When two lead ions collide within the Large Hadron Collider (LHC), they generate an intensely hot and dense state of matter known as quark–gluon plasma. This exotic phase, believed to have filled the universe shortly after the Big Bang, emerges as quarks and gluons exist without confinement within composite particles like hadrons. As this quark–gluon plasma expands and cools rapidly, the liberated quarks and gluons transform back into hadrons, which then emanate from the collision site toward particle detectors.
In instances where the lead ions don't collide head-on, the resulting overlap region assumes an elliptic shape, imprinting distinct characteristics on the flow of hadrons. The measurement of this elliptic flow serves as a potent method for studying quark–gluon plasma. Recently, the ALICE collaboration shared a new assessment of the elliptic flow in hadrons containing heavy quarks, offering profound insights into the plasma.
In contrast to gluons and light quarks that constitute the majority of the quark–gluon plasma, heavy charm and beauty quarks emerge in the initial collision stages, preceding plasma formation.
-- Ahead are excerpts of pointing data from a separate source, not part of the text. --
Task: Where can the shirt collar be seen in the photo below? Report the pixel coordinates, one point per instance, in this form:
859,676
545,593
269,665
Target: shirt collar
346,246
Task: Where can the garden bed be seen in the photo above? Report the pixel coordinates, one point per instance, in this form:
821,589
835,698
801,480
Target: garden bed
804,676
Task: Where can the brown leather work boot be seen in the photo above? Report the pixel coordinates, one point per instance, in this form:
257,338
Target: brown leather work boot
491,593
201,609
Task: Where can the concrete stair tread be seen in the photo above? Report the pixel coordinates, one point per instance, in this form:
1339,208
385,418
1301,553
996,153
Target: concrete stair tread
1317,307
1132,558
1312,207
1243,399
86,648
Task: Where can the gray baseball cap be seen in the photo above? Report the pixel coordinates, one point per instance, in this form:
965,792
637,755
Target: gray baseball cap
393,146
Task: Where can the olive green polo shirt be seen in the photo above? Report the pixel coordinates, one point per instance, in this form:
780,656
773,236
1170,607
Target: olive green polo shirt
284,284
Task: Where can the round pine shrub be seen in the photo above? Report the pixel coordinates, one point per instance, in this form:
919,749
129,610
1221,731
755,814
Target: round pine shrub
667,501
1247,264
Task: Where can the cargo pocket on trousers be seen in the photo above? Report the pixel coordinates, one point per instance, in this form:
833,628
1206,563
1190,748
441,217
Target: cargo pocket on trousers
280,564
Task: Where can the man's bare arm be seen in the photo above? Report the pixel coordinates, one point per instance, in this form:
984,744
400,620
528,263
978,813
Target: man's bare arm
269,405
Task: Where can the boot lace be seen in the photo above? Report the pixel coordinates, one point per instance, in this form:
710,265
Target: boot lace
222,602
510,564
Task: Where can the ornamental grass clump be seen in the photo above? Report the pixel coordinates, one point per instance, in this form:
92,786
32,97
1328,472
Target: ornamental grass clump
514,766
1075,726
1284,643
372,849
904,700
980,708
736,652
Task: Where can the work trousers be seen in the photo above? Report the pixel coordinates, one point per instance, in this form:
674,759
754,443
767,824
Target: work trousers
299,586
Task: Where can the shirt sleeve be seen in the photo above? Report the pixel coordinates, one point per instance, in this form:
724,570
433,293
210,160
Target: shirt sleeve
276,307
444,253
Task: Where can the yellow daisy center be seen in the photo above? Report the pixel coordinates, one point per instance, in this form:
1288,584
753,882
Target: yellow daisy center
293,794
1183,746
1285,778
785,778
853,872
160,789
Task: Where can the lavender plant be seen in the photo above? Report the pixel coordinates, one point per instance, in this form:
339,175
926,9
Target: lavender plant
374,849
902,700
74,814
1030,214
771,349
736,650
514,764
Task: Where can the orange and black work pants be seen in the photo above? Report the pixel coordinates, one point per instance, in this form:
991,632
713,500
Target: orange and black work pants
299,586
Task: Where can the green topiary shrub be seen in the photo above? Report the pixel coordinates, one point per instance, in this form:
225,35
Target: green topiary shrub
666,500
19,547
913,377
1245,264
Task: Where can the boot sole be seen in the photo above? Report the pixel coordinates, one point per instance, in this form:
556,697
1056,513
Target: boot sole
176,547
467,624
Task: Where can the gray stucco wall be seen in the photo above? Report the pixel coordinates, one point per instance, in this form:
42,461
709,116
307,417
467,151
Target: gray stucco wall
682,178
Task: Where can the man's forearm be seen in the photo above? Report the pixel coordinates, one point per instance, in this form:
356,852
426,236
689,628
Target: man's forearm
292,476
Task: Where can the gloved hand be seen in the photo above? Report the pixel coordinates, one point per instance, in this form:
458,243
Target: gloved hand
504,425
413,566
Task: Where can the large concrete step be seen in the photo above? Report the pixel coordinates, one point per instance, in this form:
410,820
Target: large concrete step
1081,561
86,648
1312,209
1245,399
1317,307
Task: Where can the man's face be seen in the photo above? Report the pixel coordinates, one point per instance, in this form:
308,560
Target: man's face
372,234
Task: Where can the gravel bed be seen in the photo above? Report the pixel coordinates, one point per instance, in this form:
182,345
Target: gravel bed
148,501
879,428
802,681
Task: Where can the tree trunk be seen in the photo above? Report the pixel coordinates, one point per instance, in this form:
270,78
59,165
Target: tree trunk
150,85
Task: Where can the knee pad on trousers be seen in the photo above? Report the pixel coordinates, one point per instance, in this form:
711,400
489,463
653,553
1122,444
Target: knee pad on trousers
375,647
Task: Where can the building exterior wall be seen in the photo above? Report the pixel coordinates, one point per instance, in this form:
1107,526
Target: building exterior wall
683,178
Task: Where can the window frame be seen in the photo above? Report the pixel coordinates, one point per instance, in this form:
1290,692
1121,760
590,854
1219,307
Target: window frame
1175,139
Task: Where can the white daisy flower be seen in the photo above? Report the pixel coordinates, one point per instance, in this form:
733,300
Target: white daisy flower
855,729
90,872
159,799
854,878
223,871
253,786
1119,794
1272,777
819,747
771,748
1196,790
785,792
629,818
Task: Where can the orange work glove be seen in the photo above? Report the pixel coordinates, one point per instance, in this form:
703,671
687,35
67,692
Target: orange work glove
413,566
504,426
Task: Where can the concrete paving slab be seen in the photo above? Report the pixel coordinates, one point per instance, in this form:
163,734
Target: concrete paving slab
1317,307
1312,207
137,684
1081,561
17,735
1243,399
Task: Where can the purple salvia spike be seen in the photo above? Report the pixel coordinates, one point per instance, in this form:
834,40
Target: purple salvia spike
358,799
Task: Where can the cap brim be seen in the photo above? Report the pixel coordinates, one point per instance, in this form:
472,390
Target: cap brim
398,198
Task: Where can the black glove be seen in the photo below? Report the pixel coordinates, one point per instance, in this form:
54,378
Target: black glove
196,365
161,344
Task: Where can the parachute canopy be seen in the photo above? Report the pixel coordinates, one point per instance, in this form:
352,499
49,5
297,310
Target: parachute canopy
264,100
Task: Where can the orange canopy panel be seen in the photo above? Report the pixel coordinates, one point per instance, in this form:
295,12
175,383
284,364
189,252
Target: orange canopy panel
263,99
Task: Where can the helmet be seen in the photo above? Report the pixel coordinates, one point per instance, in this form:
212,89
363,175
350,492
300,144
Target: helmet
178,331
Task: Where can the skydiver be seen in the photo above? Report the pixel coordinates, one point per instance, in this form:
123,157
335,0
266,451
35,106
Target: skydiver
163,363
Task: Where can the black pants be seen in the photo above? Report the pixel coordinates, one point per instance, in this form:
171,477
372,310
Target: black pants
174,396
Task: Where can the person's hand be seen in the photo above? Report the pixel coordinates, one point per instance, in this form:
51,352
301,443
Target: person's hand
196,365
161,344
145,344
These heavy quarks engage with the plasma throughout its evolution—expansion, cooling, and transformation into hadrons.
Given multiple interactions with the plasma's constituents, heavy quarks attain thermal equilibrium with the medium inversely proportional to the quark's mass. Charm quarks, being lighter than beauty quarks, are expected to experience a shorter thermalization time and a higher degree of thermalization.
Upon thermalization, charm quarks combine with the medium's light quarks to form D mesons, while beauty quarks form B mesons. Previous findings indicate that the elliptic flow of “prompt” D mesons—generated immediately after collisions—is nearly as robust as that of the lightest hadrons, pions. Predictions suggest a weaker elliptic flow for B mesons due to the longer thermalization time for beauty quarks.
In their recent analysis of non-head-on lead–lead collisions during Run 2 of the LHC, the ALICE collaboration measured the elliptic flow of B mesons by assessing the flow of “non-prompt” D mesons resulting from B meson decays. Utilizing a machine-learning technique, the team distinguished non-prompt D mesons from prompt ones, while suppressing background processes mimicking D meson production and decay.
The outcome reveals that the elliptic flow of non-prompt D mesons is indeed weaker than that of prompt counterparts, aligning with expectations. This result provides fresh insights into the thermalization of beauty quarks within the quark–gluon plasma, paving the way for future ALICE measurements based on data from Run 3 of the LHC.
With a data sample from 2023 featuring 40 times more collisions than ALICE's prior heavy-ion data-taking periods, researchers anticipate delving deeper into the dynamics of charm and beauty particles in the quark–gluon plasma, unraveling more about their behaviors and interactions.